John G Shedd Aquarium
Mon-Sun 8:30 am - 6 pm
By the early 1920s, nearly every major metropolis in the United States and abroad had an aquarium. By 1930, Chicago stood tall among their ranks, thanks to civic leader John G. Shedd’s drive to build the first permanent inland saltwater collection in the country. Shedd’s contribution of $3 million paid for nearly a million gallons of seawater, which were transported by rail from Florida’s coast before filling exhibits large enough to accommodate sea mammals as well as fish.
Today, Shedd’s dream continues to thrive with the aquarium’s scores of undersea creatures—from sharks and dolphins to vibrant sea cucumbers—showcased in educational, eye-catching exhibits. The permanent collection spirits visitors from the Great Lakes to the Amazon River to the waters of the Arctic Circle. The resident critters often share their turf with temporary guests such as sea jellies and stingrays, who fill dramatic special exhibits.
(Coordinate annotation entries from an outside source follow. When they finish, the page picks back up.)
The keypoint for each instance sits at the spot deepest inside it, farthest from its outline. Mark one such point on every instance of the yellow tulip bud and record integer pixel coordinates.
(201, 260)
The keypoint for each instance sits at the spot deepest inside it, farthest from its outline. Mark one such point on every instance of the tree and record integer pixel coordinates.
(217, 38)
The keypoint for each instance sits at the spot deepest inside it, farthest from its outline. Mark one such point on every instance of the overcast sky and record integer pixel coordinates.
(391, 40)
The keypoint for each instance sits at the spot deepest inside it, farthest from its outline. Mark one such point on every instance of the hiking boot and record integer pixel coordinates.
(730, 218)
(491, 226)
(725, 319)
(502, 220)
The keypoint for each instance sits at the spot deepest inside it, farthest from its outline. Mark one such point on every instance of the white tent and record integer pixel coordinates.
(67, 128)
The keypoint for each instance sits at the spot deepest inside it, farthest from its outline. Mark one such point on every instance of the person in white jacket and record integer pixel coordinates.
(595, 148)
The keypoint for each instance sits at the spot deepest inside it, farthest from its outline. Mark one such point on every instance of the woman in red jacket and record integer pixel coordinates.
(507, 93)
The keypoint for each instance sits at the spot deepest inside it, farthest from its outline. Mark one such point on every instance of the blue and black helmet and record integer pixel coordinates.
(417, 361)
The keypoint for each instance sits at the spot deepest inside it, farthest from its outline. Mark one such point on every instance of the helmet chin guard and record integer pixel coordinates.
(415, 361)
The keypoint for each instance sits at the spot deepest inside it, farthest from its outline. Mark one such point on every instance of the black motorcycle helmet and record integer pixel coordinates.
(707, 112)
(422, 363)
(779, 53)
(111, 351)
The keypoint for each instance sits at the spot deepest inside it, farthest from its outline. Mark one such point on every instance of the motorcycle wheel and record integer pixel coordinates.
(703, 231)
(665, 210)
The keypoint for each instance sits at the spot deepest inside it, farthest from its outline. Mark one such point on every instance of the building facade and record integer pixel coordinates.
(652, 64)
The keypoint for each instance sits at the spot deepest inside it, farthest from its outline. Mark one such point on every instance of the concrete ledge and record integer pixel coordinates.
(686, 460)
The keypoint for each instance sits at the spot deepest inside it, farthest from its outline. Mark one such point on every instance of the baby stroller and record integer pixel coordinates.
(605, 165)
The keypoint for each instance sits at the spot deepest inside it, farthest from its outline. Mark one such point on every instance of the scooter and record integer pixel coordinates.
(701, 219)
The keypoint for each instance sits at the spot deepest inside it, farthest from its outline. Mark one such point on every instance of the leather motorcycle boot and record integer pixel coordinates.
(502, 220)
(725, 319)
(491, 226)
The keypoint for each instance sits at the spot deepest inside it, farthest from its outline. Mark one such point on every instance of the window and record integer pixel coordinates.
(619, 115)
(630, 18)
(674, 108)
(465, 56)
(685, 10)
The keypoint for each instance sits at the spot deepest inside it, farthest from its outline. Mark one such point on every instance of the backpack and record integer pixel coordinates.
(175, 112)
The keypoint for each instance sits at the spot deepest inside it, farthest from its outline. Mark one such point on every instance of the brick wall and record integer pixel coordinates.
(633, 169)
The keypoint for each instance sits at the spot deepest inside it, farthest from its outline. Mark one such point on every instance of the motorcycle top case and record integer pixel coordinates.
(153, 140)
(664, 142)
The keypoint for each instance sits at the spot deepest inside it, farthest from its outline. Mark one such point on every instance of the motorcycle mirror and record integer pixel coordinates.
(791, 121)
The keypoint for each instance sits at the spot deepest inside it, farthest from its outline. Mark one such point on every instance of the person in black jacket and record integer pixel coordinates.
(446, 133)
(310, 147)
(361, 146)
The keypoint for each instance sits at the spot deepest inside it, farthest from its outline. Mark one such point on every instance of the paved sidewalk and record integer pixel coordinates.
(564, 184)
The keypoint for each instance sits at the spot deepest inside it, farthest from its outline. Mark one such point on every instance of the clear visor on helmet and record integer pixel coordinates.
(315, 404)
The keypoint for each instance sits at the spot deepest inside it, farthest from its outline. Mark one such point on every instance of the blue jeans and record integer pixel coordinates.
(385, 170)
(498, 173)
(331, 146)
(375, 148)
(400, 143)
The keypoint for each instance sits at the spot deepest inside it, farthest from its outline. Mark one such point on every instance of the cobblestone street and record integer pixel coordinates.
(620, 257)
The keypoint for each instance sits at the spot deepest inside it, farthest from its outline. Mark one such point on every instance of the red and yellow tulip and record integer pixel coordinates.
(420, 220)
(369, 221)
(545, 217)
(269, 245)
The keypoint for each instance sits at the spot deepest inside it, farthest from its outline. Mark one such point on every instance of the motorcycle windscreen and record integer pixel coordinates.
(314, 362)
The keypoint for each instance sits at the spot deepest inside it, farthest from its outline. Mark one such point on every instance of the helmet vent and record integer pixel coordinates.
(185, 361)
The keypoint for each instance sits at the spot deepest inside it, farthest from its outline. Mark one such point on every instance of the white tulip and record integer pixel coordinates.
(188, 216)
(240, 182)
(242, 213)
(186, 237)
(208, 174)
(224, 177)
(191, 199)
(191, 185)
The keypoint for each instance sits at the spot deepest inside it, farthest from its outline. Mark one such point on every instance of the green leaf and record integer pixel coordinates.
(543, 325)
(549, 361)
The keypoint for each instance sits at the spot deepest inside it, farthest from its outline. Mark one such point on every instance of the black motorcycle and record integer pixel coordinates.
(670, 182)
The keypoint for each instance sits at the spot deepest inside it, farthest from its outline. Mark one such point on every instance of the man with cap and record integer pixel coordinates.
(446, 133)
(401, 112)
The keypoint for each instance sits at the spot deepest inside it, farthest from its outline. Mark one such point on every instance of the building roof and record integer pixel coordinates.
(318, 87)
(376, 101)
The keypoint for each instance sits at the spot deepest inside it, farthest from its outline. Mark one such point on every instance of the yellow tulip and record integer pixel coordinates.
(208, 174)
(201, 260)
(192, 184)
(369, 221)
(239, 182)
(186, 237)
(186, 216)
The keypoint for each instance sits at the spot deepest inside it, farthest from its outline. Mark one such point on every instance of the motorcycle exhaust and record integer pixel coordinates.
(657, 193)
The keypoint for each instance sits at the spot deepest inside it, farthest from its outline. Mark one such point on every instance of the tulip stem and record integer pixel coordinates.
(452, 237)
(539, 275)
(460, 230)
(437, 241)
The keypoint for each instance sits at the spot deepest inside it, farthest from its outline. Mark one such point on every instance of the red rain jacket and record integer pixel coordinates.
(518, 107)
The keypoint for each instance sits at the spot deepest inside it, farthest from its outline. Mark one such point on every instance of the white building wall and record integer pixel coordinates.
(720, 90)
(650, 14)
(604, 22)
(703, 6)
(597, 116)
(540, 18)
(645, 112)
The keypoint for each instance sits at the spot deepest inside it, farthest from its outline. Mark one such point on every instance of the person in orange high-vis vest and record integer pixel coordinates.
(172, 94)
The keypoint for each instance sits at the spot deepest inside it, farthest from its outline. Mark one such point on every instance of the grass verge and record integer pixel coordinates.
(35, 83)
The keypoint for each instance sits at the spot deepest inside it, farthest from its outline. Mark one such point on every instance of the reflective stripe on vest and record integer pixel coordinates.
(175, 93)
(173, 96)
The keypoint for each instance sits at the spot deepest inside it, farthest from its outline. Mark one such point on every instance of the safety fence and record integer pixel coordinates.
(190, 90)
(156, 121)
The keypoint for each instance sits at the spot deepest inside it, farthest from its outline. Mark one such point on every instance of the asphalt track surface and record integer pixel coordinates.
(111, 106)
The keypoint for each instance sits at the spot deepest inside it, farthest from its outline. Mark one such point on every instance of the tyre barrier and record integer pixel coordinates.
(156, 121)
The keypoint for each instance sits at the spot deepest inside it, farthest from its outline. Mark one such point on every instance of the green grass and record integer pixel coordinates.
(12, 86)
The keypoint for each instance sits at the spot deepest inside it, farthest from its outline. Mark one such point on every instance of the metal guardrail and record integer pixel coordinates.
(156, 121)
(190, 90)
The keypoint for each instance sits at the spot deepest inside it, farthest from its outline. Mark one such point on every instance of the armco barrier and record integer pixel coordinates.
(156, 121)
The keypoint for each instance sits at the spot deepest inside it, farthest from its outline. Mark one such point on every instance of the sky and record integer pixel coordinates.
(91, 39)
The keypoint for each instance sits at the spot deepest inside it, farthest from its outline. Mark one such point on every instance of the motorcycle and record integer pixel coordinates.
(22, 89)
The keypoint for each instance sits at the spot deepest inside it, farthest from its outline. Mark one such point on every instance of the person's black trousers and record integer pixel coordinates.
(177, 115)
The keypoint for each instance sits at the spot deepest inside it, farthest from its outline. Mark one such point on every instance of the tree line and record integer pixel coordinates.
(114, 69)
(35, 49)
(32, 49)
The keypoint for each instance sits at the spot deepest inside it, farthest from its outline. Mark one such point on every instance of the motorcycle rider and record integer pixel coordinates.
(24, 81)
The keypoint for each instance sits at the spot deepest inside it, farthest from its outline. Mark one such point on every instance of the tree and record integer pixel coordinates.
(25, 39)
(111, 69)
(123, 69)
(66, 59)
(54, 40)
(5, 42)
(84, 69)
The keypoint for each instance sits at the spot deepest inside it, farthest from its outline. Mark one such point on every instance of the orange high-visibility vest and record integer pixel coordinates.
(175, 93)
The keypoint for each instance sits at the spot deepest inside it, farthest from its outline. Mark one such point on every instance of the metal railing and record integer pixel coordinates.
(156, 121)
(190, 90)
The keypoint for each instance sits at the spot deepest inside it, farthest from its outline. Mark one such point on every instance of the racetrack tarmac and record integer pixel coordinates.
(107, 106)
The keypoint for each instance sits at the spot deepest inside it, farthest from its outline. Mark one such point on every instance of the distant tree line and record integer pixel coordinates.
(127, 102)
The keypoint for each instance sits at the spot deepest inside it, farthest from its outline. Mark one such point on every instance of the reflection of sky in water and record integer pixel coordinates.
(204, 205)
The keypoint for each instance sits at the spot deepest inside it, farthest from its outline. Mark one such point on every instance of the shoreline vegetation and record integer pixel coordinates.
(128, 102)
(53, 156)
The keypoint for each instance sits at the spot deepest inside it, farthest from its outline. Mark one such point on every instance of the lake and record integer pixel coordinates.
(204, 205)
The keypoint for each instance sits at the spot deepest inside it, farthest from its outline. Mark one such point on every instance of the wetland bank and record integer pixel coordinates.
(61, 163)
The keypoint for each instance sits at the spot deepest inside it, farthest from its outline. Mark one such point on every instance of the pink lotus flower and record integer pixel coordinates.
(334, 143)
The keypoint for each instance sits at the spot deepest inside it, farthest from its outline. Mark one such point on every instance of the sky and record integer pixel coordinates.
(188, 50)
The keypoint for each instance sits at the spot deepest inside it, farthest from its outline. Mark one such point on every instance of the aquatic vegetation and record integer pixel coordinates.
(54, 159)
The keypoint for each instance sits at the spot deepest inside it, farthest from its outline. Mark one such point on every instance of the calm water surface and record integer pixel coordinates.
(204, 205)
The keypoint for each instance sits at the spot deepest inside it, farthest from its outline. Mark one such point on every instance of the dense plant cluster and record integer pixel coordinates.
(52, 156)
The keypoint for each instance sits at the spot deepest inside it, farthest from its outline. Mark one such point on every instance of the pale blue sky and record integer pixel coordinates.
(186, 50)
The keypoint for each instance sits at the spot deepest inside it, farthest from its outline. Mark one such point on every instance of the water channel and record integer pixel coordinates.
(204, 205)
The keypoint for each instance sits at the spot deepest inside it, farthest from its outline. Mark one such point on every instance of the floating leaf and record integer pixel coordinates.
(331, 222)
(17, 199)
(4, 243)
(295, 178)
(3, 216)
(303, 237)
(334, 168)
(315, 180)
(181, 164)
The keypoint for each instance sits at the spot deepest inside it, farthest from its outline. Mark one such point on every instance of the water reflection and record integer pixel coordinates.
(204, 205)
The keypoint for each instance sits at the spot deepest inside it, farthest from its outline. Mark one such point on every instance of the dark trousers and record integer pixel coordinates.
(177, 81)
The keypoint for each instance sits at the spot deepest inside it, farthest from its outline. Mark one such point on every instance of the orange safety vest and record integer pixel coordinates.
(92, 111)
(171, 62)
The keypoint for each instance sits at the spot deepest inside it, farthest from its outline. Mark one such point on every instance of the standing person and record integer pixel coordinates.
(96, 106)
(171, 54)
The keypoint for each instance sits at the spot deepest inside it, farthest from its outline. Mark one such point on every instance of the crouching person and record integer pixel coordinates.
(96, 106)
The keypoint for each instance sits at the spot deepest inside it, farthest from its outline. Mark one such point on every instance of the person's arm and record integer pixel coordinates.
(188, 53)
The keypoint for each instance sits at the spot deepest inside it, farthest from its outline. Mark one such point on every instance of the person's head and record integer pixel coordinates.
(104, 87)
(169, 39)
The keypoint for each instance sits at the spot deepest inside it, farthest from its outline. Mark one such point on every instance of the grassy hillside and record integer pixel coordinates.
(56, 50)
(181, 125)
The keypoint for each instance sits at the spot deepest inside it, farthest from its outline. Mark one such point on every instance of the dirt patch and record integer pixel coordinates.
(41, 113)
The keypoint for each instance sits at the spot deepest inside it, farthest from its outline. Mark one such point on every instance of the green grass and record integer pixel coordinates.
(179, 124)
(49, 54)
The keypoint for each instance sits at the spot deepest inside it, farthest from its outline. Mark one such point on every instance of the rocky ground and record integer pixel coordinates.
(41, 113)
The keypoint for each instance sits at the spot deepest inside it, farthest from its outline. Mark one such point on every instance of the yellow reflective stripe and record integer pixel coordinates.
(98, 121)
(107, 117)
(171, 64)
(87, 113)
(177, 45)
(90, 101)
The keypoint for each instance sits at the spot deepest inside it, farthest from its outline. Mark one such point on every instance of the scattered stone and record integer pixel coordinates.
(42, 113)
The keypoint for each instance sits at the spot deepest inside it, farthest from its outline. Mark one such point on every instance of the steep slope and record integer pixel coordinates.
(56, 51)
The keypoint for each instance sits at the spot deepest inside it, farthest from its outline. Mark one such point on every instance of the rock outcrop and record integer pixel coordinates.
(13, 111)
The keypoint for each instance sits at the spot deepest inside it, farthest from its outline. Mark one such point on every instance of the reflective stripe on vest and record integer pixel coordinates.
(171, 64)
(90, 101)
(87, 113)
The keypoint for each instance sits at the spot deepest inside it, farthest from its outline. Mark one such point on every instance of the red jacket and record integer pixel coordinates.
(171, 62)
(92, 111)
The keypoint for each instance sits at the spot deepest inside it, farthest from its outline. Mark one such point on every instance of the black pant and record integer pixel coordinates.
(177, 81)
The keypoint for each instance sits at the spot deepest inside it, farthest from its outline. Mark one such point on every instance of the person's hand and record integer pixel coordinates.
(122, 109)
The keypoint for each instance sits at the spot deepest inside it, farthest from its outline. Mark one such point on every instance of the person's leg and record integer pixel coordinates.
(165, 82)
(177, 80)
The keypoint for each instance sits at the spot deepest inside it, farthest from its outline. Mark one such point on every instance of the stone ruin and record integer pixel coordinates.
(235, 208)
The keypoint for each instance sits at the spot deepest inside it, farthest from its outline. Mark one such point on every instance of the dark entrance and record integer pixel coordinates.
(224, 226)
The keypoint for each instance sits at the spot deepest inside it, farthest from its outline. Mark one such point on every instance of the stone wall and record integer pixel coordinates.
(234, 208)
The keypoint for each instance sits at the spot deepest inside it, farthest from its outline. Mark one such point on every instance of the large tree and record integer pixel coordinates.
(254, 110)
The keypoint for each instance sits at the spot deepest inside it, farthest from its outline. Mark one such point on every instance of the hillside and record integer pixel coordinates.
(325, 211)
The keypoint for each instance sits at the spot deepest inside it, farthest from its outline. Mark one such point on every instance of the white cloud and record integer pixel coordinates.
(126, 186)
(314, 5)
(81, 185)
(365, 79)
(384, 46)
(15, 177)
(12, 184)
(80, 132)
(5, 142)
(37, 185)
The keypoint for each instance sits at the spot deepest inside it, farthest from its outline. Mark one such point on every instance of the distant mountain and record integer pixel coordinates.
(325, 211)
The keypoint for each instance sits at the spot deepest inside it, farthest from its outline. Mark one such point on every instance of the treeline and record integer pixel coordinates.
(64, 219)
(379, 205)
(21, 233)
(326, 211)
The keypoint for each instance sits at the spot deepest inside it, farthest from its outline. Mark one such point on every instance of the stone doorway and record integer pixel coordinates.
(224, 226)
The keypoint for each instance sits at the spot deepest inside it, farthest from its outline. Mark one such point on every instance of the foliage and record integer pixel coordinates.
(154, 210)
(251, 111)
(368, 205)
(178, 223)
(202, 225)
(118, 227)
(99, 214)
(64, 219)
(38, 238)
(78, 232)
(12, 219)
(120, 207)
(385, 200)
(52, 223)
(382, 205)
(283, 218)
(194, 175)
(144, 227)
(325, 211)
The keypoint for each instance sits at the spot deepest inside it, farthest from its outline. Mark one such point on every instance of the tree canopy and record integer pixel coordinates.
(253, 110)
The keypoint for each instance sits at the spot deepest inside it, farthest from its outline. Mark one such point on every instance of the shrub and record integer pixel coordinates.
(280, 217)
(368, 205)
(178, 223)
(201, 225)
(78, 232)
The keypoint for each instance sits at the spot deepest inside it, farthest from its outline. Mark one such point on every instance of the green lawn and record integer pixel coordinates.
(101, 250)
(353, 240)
The most exciting animal encounters, however, may come via the year-round aquatic show. Trainers show off the talents of sea lions, dolphins, and even beluga whales. They have some four-legged company, too: a trio of rescue dogs often perform alongside their finned adoptive family, demonstrating how learning through positive reinforcement transcends boundaries between species.